A Claremont McKenna College student is urging CMC to join the other 5Cs by promising that disciplinary action taken against high schoolers for participating in gun control walkouts will not affect their admissions chances.

Johann Lim CM ’18 has gathered more than 100 signatures on a petition, but says he has not yet received a response from the administration.

“Supporting the high school student protesters is really the bare [minimum] that CMC can and should do,” he wrote in a message to TSL. “CMC must support freedom of speech even when those who control the school may not necessarily agree with the message.”

Students in Claremont and around the country walked out of class March 14 to protest legislative inaction following the latest mass shooting at Marjory Stoneman Douglas High School in Parkland, Florida. Some walkouts were in defiance of school administrators who threatened disciplinary consequences.

Four of the 5Cs have pledged on their admissions websites not to let any punishments impact applicants’ chances of admission. However, CMC has not announced a policy on its site.

Instead, the school “would consider any such matter individually,” spokesperson Peter Hong wrote in an email to TSL.

“We’re not exactly sure what [Hong’s statement] amounts to in practical terms but we do know this is not enough,” the petition reads.

Lim said Hong has emailed him twice about his petition, referring him to Amherst College, Princeton University, and the University of Florida as examples of other schools that “have said they will review cases individually.”

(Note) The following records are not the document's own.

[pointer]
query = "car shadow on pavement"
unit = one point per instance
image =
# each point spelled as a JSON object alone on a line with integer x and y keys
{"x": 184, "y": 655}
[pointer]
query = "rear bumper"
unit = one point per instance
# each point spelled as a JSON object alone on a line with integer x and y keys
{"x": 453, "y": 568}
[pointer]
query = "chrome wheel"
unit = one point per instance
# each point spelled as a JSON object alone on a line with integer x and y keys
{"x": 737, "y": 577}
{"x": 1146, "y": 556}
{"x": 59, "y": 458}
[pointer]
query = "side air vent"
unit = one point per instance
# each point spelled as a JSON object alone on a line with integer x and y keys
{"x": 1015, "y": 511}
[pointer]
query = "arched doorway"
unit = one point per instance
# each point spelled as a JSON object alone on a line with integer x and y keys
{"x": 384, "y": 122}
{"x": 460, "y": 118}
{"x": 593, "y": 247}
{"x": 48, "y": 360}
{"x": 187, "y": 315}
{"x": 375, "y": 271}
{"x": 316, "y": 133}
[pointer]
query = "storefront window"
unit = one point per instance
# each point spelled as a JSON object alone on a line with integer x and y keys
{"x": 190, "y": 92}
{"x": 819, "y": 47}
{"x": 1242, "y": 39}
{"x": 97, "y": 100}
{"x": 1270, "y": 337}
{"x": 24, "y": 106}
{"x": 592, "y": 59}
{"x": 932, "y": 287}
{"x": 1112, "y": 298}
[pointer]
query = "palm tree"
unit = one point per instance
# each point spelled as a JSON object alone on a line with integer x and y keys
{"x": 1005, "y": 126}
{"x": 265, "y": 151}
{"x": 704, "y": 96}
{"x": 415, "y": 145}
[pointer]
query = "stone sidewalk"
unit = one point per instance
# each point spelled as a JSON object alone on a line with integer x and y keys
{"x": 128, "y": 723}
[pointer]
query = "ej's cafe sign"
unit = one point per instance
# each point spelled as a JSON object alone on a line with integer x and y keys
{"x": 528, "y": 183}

However, Princeton’s statement pledged “full consideration in our admissions process” to “students who act on their conscience in peaceful, principled protest.” Amherst noted that “peaceful protest has never been reason for a student to be denied admission” in its statement, and a University of Florida spokesperson told Time Magazine that the school “would not consider participating in such a protest a negative in our admission process.”

Hong told TSL he has no “comment on emails or statements by other colleges.”